The new mayor, Keith Wilson, is considered pro-business, and a new county district attorney, Nathan Vasquez, is viewed as tougher on crime.

But for now, companies keep leaving. Adobe recently announced plans to close its Portland office, consolidating workers in San Jose, Calif., and Seattle. The company said the decision was based on a balancing of “business needs with the ways in which employees are using our spaces.”

Portland’s office turmoil is spilling over to the residential market. A $600 million development including condos, office space and a Ritz-Carlton hotel that opened in 2023 is struggling. A lender is trying to take title to the property, partly because condo sales have been weak.

Mayor Keith Wilson, who is considered pro-business, has gotten personally involved in Big Pink.

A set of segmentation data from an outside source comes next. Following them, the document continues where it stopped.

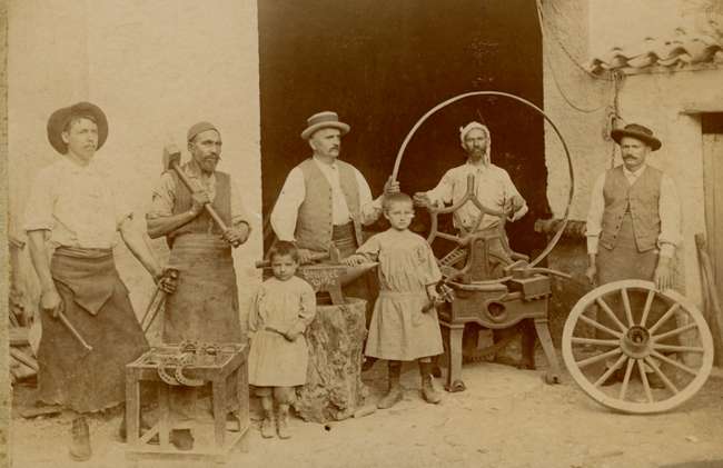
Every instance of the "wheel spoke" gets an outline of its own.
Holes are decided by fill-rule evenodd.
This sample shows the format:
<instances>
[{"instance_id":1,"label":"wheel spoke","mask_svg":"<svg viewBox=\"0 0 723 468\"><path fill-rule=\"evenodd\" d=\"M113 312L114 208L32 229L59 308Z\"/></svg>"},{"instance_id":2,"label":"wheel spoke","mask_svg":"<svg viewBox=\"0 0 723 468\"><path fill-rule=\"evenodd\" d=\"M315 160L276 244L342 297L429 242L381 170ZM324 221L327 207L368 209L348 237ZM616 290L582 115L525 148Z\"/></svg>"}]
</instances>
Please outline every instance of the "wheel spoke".
<instances>
[{"instance_id":1,"label":"wheel spoke","mask_svg":"<svg viewBox=\"0 0 723 468\"><path fill-rule=\"evenodd\" d=\"M631 375L633 374L633 366L635 366L634 359L627 359L627 368L625 369L625 377L623 377L623 385L620 388L618 399L624 400L625 394L627 392L627 385L630 384Z\"/></svg>"},{"instance_id":2,"label":"wheel spoke","mask_svg":"<svg viewBox=\"0 0 723 468\"><path fill-rule=\"evenodd\" d=\"M663 313L663 317L661 317L660 320L657 320L655 322L655 325L652 326L650 328L650 330L647 330L647 331L650 331L651 335L655 333L655 330L657 330L663 323L665 323L667 321L667 319L673 317L673 313L675 313L675 311L677 309L680 309L680 307L681 307L681 305L677 303L677 302L675 302L673 306L671 306L671 308L667 309L667 311L665 313Z\"/></svg>"},{"instance_id":3,"label":"wheel spoke","mask_svg":"<svg viewBox=\"0 0 723 468\"><path fill-rule=\"evenodd\" d=\"M601 340L596 338L573 337L571 341L576 345L620 346L620 340Z\"/></svg>"},{"instance_id":4,"label":"wheel spoke","mask_svg":"<svg viewBox=\"0 0 723 468\"><path fill-rule=\"evenodd\" d=\"M627 288L621 288L620 290L621 298L623 299L623 306L625 307L625 318L627 318L627 326L632 327L635 325L633 321L633 311L630 308L630 298L627 297Z\"/></svg>"},{"instance_id":5,"label":"wheel spoke","mask_svg":"<svg viewBox=\"0 0 723 468\"><path fill-rule=\"evenodd\" d=\"M645 396L647 397L647 401L654 402L653 392L651 391L651 385L647 381L647 376L645 375L645 366L643 365L642 359L637 359L637 369L640 370L641 374L641 381L643 382L643 388L645 389Z\"/></svg>"},{"instance_id":6,"label":"wheel spoke","mask_svg":"<svg viewBox=\"0 0 723 468\"><path fill-rule=\"evenodd\" d=\"M675 359L671 359L667 356L662 355L662 354L660 354L660 352L657 352L655 350L653 350L651 352L651 355L653 355L653 357L655 357L656 359L660 359L660 360L662 360L664 362L670 364L671 366L677 367L679 369L681 369L684 372L690 374L691 376L697 376L697 371L695 369L693 369L692 367L687 367L684 364L676 361Z\"/></svg>"},{"instance_id":7,"label":"wheel spoke","mask_svg":"<svg viewBox=\"0 0 723 468\"><path fill-rule=\"evenodd\" d=\"M677 394L680 392L680 390L677 389L677 387L675 387L675 385L674 385L674 384L673 384L673 382L672 382L672 381L671 381L671 380L665 376L665 374L663 374L663 372L661 371L661 369L655 365L655 362L653 361L653 359L651 359L650 357L646 356L646 357L645 357L645 362L646 362L651 368L653 368L653 371L654 371L655 374L657 374L657 377L660 377L661 380L663 380L663 384L665 384L665 387L667 387L667 389L671 390L671 391L673 392L673 395L677 395Z\"/></svg>"},{"instance_id":8,"label":"wheel spoke","mask_svg":"<svg viewBox=\"0 0 723 468\"><path fill-rule=\"evenodd\" d=\"M617 328L620 328L621 331L624 332L625 330L627 330L627 328L623 325L623 322L620 321L620 319L615 316L613 309L610 308L607 302L605 302L602 297L596 298L595 302L597 302L597 305L605 311L605 313L607 313L607 317L610 317L615 322L615 325L617 326Z\"/></svg>"},{"instance_id":9,"label":"wheel spoke","mask_svg":"<svg viewBox=\"0 0 723 468\"><path fill-rule=\"evenodd\" d=\"M590 325L590 326L592 326L592 327L595 327L595 328L597 328L597 329L601 330L601 331L606 332L607 335L612 335L612 336L614 336L614 337L616 337L616 338L622 338L622 337L623 337L623 333L621 333L620 331L615 331L615 330L613 330L613 329L611 329L611 328L607 328L607 327L605 327L604 325L596 322L595 320L591 319L591 318L587 317L587 316L583 316L583 315L581 315L581 316L580 316L580 319L581 319L582 321L584 321L585 323L587 323L587 325Z\"/></svg>"},{"instance_id":10,"label":"wheel spoke","mask_svg":"<svg viewBox=\"0 0 723 468\"><path fill-rule=\"evenodd\" d=\"M607 370L605 370L605 372L602 376L600 376L600 378L597 380L595 380L595 384L593 384L593 385L595 387L600 387L602 384L604 384L610 378L610 376L612 376L613 372L616 371L623 365L625 359L627 359L627 356L621 355L621 357L617 358L615 364L613 366L611 366L610 368L607 368Z\"/></svg>"},{"instance_id":11,"label":"wheel spoke","mask_svg":"<svg viewBox=\"0 0 723 468\"><path fill-rule=\"evenodd\" d=\"M683 331L687 331L687 330L693 329L693 328L697 328L697 323L692 322L692 323L685 325L683 327L676 328L675 330L666 331L666 332L661 333L661 335L655 335L655 336L653 336L652 339L653 339L653 341L662 341L665 338L674 337L675 335L680 335Z\"/></svg>"},{"instance_id":12,"label":"wheel spoke","mask_svg":"<svg viewBox=\"0 0 723 468\"><path fill-rule=\"evenodd\" d=\"M705 352L705 349L697 346L676 346L676 345L654 343L653 349L657 349L660 351L672 351L672 352Z\"/></svg>"},{"instance_id":13,"label":"wheel spoke","mask_svg":"<svg viewBox=\"0 0 723 468\"><path fill-rule=\"evenodd\" d=\"M643 316L641 317L641 327L645 327L647 321L647 315L651 312L651 307L653 306L653 299L655 298L655 290L651 289L647 291L647 297L645 298L645 307L643 307Z\"/></svg>"},{"instance_id":14,"label":"wheel spoke","mask_svg":"<svg viewBox=\"0 0 723 468\"><path fill-rule=\"evenodd\" d=\"M582 361L576 361L575 364L577 365L577 367L583 368L585 366L590 366L591 364L600 362L604 359L612 358L613 356L620 355L621 352L623 351L620 348L617 348L607 352L603 352L597 356L593 356L592 358L583 359Z\"/></svg>"}]
</instances>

Portland looked much rosier before the pandemic. Technology companies were attracted to the area’s natural beauty and relatively low housing costs compared with Seattle and San Francisco.

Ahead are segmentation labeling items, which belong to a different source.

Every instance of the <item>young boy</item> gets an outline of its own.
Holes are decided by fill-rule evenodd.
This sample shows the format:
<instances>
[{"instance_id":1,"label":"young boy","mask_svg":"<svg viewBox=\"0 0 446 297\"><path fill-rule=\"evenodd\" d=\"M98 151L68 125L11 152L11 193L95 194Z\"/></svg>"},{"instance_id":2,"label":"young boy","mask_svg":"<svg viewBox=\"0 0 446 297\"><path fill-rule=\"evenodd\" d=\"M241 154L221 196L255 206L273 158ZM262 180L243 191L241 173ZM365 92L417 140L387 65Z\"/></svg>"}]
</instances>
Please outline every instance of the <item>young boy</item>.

Like other downtown office buildings, U.S. Bancorp Tower enjoyed growing rents and high occupancy levels. The value of the 42-year-old tower kept rising as a series of institutional owners purchased and sold the property leading up to the 2015 purchase by Unico and the UBS fund.

The landlords spent heavily to attract technology firms. Digital Trends signed a lease in 2013 and kept growing in the building, upgrading its space with a special kitchen, laundry room, bathroom and home theater for testing consumer products.

Jason Green, managing director of real-estate firm CBRE’s Portland office, recalled those better days. When large tech companies purchased Portland-based firms, the acquiring company would get deluged with requests from employees at the home office, asking to transfer to the new Portland office.

“That accelerated the number of tech companies saying, if our employees want to be there, maybe we should grow a secondary presence in Portland,” he said.

Social unrest intensified after the pandemic hit and George Floyd’s murder set off protests that continued into 2021 in Portland after subsiding in other cities. New taxes to provide services such as daycare-for-all and housing for the homeless also hit businesses.

Big Pink was particularly hard hit because of its proximity to the neighborhoods with a high concentration of homeless services. A public plaza next to the building became an epicenter of drug use and sales.

Digital Trends’ court papers said that Big Pink became a “cesspool of criminal activity and vandalism,” forcing it to vacate the property.

Portland’s first-quarter office vacancy rate was the highest among the 25 largest central business districts in the U.S.

Unico said in its court papers that it met all its lease obligations and accused Digital Trends of trying to “wiggle out” from its lease obligations by blaming the landlord “for the desperate state of downtown Portland.”

The two sides settled the case last year after a Multnomah County judge ruled that it could proceed to the deposition phase.

The new mayor has gotten personally involved in Big Pink. He expressed a willingness to provide city permits and other nonfinancial support for the construction of a bridge from the building to a parking garage across the street. This would enable office workers to get into the building without having to go out in the street.

But Portland has shifted its emphasis away from attracting new businesses.

“Right now we’re largely focused on retention,” said Raihana Ansary, deputy chief of staff to Mayor Wilson.